By Janice Auritt Oser, W. 51st St.
The concerns of the residents objecting to the building of a 20-story nursing home in their neighborhood are certainly deserving of a sympathetic hearing. We all grow old, however, even those residents objecting on behalf of their school-age children. The day may come when some of the objecting residents would be grateful for a facility like Jewish Home Lifecare in their neighborhood, where not only family but friends from their old haunts could visit them.
I recommend for them the book by Roz Chast about the end of life experience of her parents. They lived in a city apartment (in Brooklyn) that their daughter did not visit for 11 years. During those years, her parents drove, or, finally, were driven by a car service, to see her in Connecticut. When their daughter finally did visit her parents' city apartment, she saw that they were not managing well, and she got them moved to what she calls The Place, a nursing home near her home.

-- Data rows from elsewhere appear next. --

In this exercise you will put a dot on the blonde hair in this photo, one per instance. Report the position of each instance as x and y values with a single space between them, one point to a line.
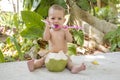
57 7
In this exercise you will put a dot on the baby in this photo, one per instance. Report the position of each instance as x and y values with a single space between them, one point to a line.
57 38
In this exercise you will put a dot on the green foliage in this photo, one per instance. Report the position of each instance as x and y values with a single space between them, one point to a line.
105 13
78 36
16 20
85 4
27 4
43 7
34 26
1 57
113 37
6 19
71 49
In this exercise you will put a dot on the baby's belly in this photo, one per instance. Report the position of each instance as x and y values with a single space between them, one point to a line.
58 48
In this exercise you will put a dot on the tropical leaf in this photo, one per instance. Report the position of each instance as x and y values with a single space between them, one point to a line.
34 26
1 57
71 49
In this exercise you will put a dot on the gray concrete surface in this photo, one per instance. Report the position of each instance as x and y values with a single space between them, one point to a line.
108 69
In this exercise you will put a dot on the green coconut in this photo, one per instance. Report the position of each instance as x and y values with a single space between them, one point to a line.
56 62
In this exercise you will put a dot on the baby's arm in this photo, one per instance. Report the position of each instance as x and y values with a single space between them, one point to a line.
68 35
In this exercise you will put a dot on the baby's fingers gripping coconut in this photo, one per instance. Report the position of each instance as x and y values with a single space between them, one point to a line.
56 62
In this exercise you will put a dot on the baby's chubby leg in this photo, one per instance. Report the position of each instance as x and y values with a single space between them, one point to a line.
34 64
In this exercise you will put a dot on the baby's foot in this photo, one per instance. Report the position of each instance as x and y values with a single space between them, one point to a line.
79 68
30 64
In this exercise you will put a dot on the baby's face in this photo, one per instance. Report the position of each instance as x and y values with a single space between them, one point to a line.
56 17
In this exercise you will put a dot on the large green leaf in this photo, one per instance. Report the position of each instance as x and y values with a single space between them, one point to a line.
71 49
34 26
79 37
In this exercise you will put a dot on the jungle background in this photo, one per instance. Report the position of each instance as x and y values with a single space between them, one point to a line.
21 28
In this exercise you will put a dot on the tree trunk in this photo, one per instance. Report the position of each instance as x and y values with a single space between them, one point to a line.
93 26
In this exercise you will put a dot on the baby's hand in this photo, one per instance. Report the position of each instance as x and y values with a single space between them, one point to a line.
47 23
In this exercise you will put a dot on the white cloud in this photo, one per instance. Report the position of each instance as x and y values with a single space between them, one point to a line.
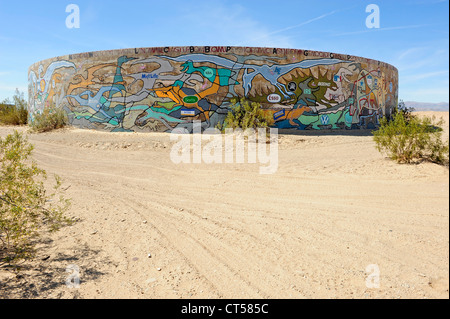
217 24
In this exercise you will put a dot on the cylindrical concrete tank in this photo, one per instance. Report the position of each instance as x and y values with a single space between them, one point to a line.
162 88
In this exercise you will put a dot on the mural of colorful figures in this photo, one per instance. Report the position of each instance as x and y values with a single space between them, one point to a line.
162 88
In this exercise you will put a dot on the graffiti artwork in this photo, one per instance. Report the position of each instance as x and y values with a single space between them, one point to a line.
159 89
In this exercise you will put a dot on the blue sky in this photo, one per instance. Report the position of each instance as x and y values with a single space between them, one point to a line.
413 34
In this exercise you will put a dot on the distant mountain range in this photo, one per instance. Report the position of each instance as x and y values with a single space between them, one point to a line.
421 106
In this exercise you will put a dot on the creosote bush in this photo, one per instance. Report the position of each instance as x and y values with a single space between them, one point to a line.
16 112
410 139
26 210
49 119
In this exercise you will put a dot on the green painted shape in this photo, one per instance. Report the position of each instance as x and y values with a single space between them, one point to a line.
190 99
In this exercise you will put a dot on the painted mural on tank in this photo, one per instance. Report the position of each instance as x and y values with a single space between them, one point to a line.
159 89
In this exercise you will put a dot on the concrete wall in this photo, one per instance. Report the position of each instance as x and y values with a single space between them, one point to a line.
158 89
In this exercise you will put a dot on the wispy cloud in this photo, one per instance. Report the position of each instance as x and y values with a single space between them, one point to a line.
386 29
422 76
297 25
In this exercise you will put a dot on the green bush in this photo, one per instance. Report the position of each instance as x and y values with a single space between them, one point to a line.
411 139
49 119
245 114
26 211
15 113
401 108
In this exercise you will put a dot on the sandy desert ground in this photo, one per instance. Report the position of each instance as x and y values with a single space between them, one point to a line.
334 207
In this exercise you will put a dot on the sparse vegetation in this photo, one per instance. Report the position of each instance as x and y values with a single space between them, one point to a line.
26 210
15 112
406 139
49 119
406 112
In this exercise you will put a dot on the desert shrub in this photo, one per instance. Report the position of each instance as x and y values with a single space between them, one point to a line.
245 114
49 119
26 210
406 112
16 112
409 139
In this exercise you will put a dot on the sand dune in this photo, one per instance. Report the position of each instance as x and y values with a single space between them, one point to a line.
334 207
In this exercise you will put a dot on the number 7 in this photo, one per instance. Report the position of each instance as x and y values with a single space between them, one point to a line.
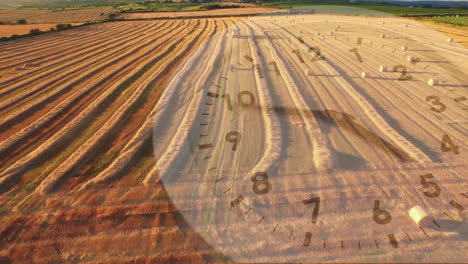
316 202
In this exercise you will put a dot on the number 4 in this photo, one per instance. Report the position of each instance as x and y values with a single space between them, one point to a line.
447 145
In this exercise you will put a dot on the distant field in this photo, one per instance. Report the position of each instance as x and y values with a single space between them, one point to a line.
177 6
34 16
9 30
207 13
461 21
391 9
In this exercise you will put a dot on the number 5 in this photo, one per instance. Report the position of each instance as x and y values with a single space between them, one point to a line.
427 184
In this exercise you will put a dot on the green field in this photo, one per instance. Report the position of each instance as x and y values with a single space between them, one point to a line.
174 6
386 8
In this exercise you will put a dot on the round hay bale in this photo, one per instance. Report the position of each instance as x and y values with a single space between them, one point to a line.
433 82
419 215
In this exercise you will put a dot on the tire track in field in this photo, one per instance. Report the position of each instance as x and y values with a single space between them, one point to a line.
73 84
33 75
53 49
368 109
46 66
322 156
49 61
49 182
70 73
174 150
406 97
134 145
67 130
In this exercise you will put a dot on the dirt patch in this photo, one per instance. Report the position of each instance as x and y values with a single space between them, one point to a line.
458 33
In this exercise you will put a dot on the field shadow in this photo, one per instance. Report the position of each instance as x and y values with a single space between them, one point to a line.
434 156
451 226
348 162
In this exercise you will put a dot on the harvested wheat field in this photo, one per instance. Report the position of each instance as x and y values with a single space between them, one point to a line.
285 138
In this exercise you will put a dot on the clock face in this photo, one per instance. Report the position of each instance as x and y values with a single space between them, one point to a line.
300 137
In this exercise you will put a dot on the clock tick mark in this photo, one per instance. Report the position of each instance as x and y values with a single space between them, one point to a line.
247 57
307 239
424 231
409 238
214 95
205 146
448 215
237 201
393 240
276 226
457 206
248 211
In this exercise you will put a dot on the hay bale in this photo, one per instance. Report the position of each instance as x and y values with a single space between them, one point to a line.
433 82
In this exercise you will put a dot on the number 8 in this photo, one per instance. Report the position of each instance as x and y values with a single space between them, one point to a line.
256 188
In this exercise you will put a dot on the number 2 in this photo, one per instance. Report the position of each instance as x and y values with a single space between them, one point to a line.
432 185
447 145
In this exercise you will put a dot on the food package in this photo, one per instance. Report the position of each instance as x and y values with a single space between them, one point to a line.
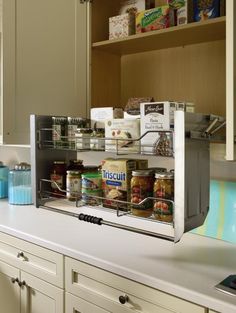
154 19
121 25
116 176
124 129
155 116
99 115
132 108
205 9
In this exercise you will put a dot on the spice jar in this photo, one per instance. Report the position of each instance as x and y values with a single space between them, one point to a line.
20 189
141 188
95 142
83 138
73 124
58 175
3 180
164 189
59 131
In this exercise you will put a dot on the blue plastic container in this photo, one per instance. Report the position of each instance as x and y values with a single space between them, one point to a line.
4 170
19 186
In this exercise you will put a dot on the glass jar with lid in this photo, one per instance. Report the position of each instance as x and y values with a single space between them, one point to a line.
141 188
164 189
20 189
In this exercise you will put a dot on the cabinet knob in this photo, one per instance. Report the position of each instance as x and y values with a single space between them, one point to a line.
123 299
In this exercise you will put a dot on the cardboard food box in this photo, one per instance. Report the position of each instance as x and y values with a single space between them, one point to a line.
135 6
98 116
121 26
204 10
154 19
155 116
116 176
124 129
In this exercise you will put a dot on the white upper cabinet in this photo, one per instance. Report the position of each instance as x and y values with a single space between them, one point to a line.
44 61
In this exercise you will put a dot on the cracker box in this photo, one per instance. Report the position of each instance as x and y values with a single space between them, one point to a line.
126 130
121 25
98 116
155 116
116 176
154 19
204 10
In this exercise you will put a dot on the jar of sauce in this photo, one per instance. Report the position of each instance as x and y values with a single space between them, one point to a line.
58 175
164 189
141 188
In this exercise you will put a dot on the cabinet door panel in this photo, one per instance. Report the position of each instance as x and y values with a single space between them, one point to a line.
38 296
46 71
9 292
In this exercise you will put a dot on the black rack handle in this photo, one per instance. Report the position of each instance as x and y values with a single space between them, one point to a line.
90 219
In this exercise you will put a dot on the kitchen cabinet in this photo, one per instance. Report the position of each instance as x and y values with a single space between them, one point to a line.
34 283
193 62
116 294
44 63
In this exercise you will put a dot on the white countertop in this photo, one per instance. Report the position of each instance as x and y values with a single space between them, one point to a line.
189 269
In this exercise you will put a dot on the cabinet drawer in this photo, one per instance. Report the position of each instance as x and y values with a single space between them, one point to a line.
38 261
92 283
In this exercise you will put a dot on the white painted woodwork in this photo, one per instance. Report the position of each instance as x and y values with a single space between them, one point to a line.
9 292
78 305
38 296
44 59
230 79
40 262
104 288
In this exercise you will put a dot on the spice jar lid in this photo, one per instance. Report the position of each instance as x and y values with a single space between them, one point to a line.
146 172
22 166
166 175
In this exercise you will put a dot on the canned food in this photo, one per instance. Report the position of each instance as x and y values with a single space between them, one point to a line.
141 188
73 185
164 189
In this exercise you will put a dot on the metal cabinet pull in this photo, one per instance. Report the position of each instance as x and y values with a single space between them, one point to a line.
123 299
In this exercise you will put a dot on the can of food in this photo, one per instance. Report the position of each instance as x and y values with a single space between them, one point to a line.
142 188
91 188
73 185
164 189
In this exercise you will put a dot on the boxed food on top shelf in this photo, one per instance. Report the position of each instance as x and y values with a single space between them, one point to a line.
132 108
154 19
135 6
116 176
121 25
100 115
124 129
204 10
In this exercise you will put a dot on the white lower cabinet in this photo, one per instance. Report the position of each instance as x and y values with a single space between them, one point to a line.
116 294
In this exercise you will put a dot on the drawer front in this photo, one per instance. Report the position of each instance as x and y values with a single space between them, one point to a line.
87 281
38 261
78 305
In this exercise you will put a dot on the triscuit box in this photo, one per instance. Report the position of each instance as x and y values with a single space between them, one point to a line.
116 176
124 129
121 26
154 19
98 116
155 116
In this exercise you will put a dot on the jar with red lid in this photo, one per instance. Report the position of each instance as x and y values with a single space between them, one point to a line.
141 188
164 189
58 175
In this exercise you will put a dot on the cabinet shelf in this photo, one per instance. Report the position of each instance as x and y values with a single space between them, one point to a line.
193 33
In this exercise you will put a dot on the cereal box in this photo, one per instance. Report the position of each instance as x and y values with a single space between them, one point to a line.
99 115
121 25
116 176
125 130
154 19
204 10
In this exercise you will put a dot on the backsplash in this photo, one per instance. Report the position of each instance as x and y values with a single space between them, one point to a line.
221 220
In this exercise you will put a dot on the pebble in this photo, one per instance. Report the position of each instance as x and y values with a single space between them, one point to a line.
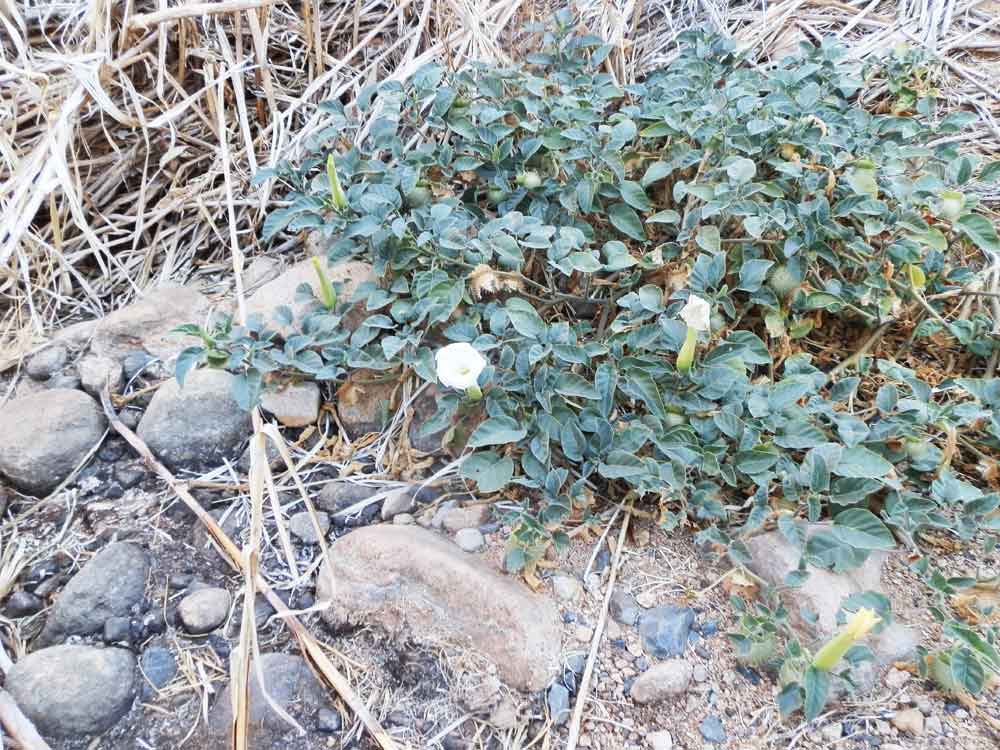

The residents objecting to the JHL project might someday come to see the value of a place of refuge for the old and ill near their old haunts, where not only family but friends from their old haunts could visit them. The local schoolchildren could be enlisted to show off their musical or other skills to entertain the elderly residents. It might even help those children to grow up as loving and caring adult children who visit their parents often.
There are all too few retirement homes, with levels of need, starting with assisted living and transitioning to levels of more care, in Manhattan or nearby.